Getty Images

How to build a Kubernetes operator

Operators unleash the full power of developing complicated offerings or abstractions on Kubernetes. And, while they have a lot of potential, there is a steep learning curve.

Deepak Singh Dhami

Published: 21 Dec 2021

Kubernetes is a platform for building platforms, which means it is perfect for creating workflows that suit an organization's needs. Kubernetes' operator pattern is key to enable custom workflows and abstractions, and developing operators enables engineers to tap into Kubernetes as a platform provider.

In this tutorial, we build an internal application hosting platform for our developers. An application hosted in this platform collects generic input and then deploys applications in a standardized and opinionated way. For this tutorial, we create a Kubernetes deployment behind the scenes based on user input, but more resources could be added, such as services and Ingress.

The goal is to create abstractions so application developers can easily host their applications on the platform.

The source code repository for the operator we develop can be found on this linked GitHub repo.

System requirements to develop operators

To develop Go-based operators, your machine requires the following:

Go. Install it locally. Experience with the language is required to build Go-based operators.
Operator SDK. This has two components:
1. Operator-sdk. The command-line interface (CLI) tool and SDK facilitate the development of operators.
2. Operator lifecycle manager. This facilitates installation, upgrade and role-based access control (RBAC) of operators within a cluster.
Kubernetes cluster. This should be running locally to test via kind.
- For local development and testing, use with cluster-admin permissions.
Image registry. For example, use hub.docker.com to publish images.

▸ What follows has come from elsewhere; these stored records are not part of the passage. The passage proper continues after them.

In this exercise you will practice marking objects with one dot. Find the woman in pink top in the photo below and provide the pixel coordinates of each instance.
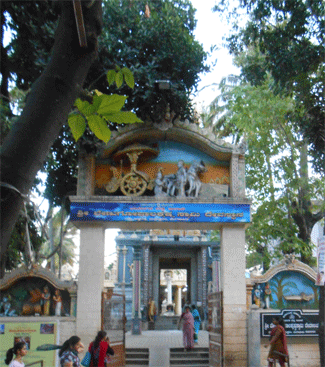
(188, 328)
(19, 350)
(278, 343)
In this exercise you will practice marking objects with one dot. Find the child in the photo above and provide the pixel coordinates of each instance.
(58, 302)
(20, 350)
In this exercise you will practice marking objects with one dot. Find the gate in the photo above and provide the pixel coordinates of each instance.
(215, 317)
(113, 322)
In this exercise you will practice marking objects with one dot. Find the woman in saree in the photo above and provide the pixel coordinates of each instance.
(278, 343)
(188, 328)
(197, 323)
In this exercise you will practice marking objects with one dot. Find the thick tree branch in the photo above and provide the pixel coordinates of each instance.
(49, 102)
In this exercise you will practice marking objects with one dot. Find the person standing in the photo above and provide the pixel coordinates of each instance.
(188, 328)
(278, 343)
(46, 297)
(58, 302)
(100, 350)
(69, 352)
(197, 323)
(152, 310)
(19, 350)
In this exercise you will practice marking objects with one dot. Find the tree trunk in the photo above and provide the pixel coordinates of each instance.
(28, 143)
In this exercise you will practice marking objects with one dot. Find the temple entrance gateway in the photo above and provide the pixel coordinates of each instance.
(166, 190)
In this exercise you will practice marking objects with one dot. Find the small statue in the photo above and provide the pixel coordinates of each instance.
(257, 296)
(33, 305)
(176, 182)
(46, 297)
(58, 302)
(267, 293)
(6, 306)
(160, 184)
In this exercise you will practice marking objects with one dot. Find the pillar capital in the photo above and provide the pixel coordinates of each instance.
(215, 253)
(137, 251)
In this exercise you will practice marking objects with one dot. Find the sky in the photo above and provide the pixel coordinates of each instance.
(210, 31)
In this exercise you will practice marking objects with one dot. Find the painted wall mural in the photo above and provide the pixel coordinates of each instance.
(287, 290)
(109, 176)
(34, 296)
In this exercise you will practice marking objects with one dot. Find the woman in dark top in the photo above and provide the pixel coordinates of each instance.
(69, 352)
(100, 350)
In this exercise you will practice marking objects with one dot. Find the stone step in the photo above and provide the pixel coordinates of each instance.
(196, 357)
(136, 357)
(166, 323)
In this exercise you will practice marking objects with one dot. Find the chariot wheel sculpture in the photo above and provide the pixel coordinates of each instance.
(133, 184)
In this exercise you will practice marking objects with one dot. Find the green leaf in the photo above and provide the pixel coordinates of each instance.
(119, 79)
(128, 77)
(111, 104)
(85, 107)
(77, 125)
(99, 127)
(123, 117)
(111, 76)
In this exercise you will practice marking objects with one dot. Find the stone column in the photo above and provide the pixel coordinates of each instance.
(90, 282)
(136, 311)
(234, 178)
(215, 253)
(233, 286)
(178, 307)
(124, 252)
(168, 276)
(204, 277)
(146, 274)
(254, 339)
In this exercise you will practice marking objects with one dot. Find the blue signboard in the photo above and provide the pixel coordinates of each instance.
(160, 212)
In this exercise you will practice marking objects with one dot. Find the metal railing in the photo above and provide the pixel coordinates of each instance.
(32, 364)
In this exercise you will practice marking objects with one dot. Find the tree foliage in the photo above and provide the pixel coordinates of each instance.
(160, 46)
(154, 46)
(290, 37)
(28, 142)
(276, 168)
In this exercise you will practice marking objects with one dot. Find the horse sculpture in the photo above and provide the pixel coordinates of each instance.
(193, 178)
(175, 185)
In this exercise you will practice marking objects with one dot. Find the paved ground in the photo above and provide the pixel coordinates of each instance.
(159, 342)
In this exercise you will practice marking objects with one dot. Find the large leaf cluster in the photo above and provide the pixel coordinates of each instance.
(158, 47)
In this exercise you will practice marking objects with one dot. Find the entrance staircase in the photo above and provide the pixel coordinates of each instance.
(135, 357)
(198, 357)
(166, 323)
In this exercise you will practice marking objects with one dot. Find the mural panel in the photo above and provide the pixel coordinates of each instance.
(287, 289)
(34, 296)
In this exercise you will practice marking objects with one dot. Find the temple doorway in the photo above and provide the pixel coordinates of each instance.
(173, 291)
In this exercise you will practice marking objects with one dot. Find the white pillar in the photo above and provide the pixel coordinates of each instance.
(90, 282)
(168, 276)
(233, 286)
(179, 300)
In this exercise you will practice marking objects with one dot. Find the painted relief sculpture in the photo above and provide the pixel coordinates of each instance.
(181, 184)
(136, 182)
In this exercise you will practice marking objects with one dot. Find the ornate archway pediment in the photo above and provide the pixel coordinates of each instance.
(181, 131)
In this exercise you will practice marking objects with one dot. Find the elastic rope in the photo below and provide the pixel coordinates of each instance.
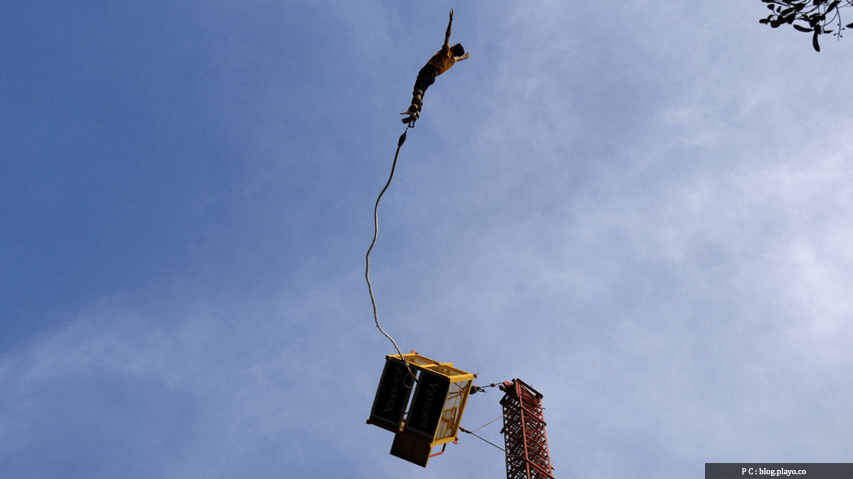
(375, 235)
(482, 438)
(484, 425)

How to develop an operator

First, let's create a project. The steps are documented in the operator-sdk Go operator walkthrough. We modify the memcached operator presented in that walkthrough for our use case, so I encourage you to try it before attempting to develop your own operator.

Run the commands below to use the operator-sdk CLI to scaffold a project to develop an operator. The CLI takes two arguments:

--repo is the name to use for the Go module, such as github.com/user/repo.
--domain is the top-level domain for groups, for example, contoso.com or user.github.io.

# Create a directory to store the operator
mkdir -p $HOME/projects/myplatform-operator
 
# switch to the directory created
cd $HOME/projects/myplatform-operator
 
# Force using Go modules
export GO111MODULE=on
 
# Run the operator-sdk CLI to scaffold the project structure
operator-sdk init --domain=dexterposh.github.io --repo=github.com/DexterPOSH/myplatform
operator --skip-go-version-check

Author's note: The operator-sdk init command generates a go.mod file to use with Go modules. The --repo flag is required when creating a project outside of $GOPATH/src/ because generated files require a valid module path.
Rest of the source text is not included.